I conclude, therefore, that the outbreak of the fire was really due to accident. It may be that some of the Christian party fell under suspicion because of their behavior during and after the conflagration. Seeing the terrible catastrophe which was happening to the capital of the world, it was very easy to think that this was the beginning of the last judgment, which they were expecting in the very near future. The fire appeared to have come upon the wretched town providentially, so that it might be regarded as wrong to interfere with its progress. It may be that among those who menaced the firemen (minis restinguere prohibentes, Tacitus, Ann. XV.38) were some zealous Christians.

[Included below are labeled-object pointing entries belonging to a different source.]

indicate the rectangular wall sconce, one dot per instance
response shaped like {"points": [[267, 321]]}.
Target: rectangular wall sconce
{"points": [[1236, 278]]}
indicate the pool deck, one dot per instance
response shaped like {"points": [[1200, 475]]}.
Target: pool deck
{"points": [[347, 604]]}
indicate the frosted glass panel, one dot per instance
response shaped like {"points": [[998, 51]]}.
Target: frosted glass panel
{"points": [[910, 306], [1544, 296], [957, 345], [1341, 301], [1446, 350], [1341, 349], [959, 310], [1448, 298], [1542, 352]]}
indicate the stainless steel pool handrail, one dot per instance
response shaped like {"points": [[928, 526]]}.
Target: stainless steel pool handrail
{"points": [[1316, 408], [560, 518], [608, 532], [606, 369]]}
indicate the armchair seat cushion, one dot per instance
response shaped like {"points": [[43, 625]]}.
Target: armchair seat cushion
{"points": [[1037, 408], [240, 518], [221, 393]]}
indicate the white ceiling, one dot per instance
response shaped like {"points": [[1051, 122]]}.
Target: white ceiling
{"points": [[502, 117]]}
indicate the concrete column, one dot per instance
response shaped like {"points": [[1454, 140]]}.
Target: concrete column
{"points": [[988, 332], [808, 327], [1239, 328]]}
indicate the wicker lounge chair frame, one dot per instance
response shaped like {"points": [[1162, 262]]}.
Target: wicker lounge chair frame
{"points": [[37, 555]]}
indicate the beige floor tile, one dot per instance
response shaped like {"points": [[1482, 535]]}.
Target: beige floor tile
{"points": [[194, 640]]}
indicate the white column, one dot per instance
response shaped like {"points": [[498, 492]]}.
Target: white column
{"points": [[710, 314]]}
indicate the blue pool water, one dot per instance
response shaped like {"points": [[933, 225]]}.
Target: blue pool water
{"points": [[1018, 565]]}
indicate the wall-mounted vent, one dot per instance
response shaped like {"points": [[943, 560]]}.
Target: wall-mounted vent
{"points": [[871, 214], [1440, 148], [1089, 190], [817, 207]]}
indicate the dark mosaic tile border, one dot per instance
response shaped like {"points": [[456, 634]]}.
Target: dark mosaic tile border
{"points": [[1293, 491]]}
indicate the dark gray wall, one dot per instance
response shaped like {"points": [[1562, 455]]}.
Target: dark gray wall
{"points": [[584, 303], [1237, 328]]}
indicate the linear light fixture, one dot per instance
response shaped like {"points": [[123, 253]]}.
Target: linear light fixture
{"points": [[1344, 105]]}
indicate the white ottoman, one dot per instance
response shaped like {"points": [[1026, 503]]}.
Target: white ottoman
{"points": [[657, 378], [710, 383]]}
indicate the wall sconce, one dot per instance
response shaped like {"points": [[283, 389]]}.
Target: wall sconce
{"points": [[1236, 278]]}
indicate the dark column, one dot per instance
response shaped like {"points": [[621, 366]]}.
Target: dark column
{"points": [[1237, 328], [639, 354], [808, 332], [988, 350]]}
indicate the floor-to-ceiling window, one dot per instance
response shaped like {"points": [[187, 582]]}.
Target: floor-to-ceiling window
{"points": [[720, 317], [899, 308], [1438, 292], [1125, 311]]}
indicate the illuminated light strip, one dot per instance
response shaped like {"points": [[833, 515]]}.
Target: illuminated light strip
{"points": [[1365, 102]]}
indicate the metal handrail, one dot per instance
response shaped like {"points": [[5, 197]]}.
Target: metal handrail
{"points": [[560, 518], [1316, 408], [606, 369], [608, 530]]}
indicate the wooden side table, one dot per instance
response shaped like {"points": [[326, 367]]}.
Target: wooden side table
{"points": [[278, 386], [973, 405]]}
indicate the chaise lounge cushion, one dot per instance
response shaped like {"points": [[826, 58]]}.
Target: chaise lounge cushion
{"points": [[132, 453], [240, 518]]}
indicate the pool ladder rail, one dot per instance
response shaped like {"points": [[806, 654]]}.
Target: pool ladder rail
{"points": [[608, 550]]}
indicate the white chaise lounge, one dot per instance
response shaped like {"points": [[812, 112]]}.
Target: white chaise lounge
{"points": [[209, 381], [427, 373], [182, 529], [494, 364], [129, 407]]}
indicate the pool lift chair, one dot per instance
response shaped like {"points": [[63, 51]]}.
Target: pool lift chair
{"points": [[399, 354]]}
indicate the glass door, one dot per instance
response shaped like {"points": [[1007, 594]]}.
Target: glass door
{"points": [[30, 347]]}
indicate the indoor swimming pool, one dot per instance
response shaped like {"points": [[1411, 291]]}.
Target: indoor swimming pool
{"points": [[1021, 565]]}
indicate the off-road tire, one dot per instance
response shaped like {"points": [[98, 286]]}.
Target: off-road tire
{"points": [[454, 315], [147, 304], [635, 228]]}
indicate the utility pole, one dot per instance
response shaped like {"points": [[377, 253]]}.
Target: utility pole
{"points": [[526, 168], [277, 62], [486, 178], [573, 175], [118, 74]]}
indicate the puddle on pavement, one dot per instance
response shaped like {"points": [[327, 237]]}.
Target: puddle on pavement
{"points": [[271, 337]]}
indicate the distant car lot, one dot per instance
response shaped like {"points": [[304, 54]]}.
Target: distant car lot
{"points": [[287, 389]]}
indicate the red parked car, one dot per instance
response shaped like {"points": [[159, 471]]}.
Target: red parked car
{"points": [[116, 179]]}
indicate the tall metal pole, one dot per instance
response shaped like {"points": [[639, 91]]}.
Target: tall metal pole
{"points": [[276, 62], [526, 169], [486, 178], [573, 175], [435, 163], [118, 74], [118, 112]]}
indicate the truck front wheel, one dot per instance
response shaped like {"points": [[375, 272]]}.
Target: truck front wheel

And when, after the extinction of the fire, Nero attempted to regain the favor of the gods by sacrifices and ceremonies, the Christians naturally abstained from participating in the sacrifices to Vulcan and Juno and in the processions to the temples of the Olympic gods. Their insensibility to the general feeling could easily promote the suspicion that they had been the real authors of the great conflagration.

On the other hand, there was abundant reason for attributing the whole responsibility to Nero. The Emperor, in the beginning, not at all averse to the destruction of the wretched plebeian  p48 quarters, probably gave orders to move slowly in the work of extinguishing the fire. It may be that the magnificent view of the conflagration made him break out into admiring words, and aroused in his mind the remembrance of the burning of Ilium. These and other imprudent expressions were naturally noted and were sufficient to forge the material for the accusations we find suggested in the writings of Tacitus and Suetonius, and definitely expressed in Dio Cassius and Xiphilinus. To the human mind, as J. G. Hamann says, it is common to prefer the probable to the true.

Ch. Hülsen.


December, 1908.

The Author's Note:

1 Professor E. Millosevich, Director of the Royal Observatory of the Collegio Romano, kindly gave me the following information: "The exact time of the full moon of July, 64 A.D., was eight minutes past two of the morning of the 17th (central Roman time). The moon rose at Rome on the 16th of July at two minutes past seven P.M. and set the following morning at four minutes past four."